Olvidó recoger a nuestro hijo del jardín de infancia.

Olvidó recoger a nuestro hijo del jardín de infancia.

La profesora me llamó a las 6:17 p.m. Su voz era tranquila, demasiado tranquila. Me preguntó si todo estaba bien en casa. Yo iba en el autobús de regreso del trabajo, atrapada en el tráfico, con la laptop sobre las piernas.

Le dije: «Mark ya debería estar allí.» Se quedó en silencio un segundo. Luego dijo: «Anna, solo está Ethan aquí. Todos los demás se fueron hace una hora.»

Mark tiene 37 años, es caucásico, alto, con cabello castaño oscuro siempre peinado hacia atrás con gel, camisas de negocios azul marino y delgado. Es «el responsable». El que nunca olvida cumpleaños, pagos, vacunas.

Lo llamé de inmediato. No respondió. Otra vez. Correo de voz. Su voz grabada y alegre sonaba extraña en mi oído.

Le dije a mi jefe que tenía que irme. Sin explicaciones. Solo tomé mi abrigo gris, mi vieja mochila negra y salí corriendo de la oficina. Ni siquiera recuerdo cómo llegué al jardín.

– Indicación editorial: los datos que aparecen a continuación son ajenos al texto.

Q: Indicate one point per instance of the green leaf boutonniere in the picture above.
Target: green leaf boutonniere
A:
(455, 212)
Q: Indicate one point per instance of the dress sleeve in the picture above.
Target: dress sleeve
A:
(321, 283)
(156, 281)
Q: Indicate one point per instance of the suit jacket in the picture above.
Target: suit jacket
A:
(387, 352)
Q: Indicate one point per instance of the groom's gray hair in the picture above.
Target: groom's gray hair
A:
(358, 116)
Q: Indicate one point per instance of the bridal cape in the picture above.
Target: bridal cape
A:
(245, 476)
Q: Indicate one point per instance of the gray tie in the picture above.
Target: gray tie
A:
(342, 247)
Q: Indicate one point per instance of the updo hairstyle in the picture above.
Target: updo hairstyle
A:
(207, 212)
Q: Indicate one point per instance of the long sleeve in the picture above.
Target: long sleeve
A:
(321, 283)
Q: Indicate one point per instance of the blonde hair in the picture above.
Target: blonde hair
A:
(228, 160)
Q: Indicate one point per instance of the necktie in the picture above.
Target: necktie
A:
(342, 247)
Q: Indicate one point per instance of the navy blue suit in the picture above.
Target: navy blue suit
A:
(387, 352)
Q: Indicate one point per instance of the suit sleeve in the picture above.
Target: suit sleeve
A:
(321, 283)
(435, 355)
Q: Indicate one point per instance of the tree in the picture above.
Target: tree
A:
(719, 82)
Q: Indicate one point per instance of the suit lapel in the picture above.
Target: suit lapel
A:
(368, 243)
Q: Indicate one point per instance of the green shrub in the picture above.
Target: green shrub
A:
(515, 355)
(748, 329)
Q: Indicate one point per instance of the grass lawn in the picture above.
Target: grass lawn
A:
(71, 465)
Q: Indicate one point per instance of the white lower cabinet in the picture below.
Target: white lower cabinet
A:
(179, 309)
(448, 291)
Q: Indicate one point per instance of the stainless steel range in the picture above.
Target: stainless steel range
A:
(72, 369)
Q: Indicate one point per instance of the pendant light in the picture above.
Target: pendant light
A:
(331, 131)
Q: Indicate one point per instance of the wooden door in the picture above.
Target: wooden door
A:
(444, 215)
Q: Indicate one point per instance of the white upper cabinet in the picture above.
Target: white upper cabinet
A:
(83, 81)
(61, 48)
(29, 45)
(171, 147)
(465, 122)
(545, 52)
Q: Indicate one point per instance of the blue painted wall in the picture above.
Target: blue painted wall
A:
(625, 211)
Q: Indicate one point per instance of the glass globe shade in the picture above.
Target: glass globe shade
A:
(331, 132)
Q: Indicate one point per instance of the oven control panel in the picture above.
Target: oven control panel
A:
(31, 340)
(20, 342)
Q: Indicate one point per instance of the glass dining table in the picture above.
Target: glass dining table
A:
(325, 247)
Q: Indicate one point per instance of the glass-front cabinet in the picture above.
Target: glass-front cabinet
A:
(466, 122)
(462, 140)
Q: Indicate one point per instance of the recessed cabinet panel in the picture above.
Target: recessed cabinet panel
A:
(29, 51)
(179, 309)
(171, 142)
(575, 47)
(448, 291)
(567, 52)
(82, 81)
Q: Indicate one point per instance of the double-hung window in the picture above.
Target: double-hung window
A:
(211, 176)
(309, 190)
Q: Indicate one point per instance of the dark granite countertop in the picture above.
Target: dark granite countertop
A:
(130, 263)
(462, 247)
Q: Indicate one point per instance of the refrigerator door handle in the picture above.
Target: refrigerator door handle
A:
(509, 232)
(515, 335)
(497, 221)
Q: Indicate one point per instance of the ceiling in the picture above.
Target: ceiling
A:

Ethan, de 5 años, cabello rizado castaño claro, con una pequeña mochila azul con dinosaurios, estaba sentado en una pequeña silla junto a la ventana. Sus deportivas medio desatadas. La profesora, una mujer cansada con un cárdigan verde, estaba junto a él.

«Mamá, está oscuro», dijo. «¿Papá me olvidó?»

DIJE QUE NO. MENTÍ SIN PENSARLO.

Dije que no. Mentí sin pensarlo. Algo sobre el tráfico, algo sobre reuniones. Firmé el formulario de retraso con la mano temblorosa. La profesora no dijo nada, pero vi la pregunta en sus ojos.

En el camino a casa, seguí llamando a Mark. Nada. WhatsApp mostraba que estuvo en línea por última vez a las 4:03 p.m.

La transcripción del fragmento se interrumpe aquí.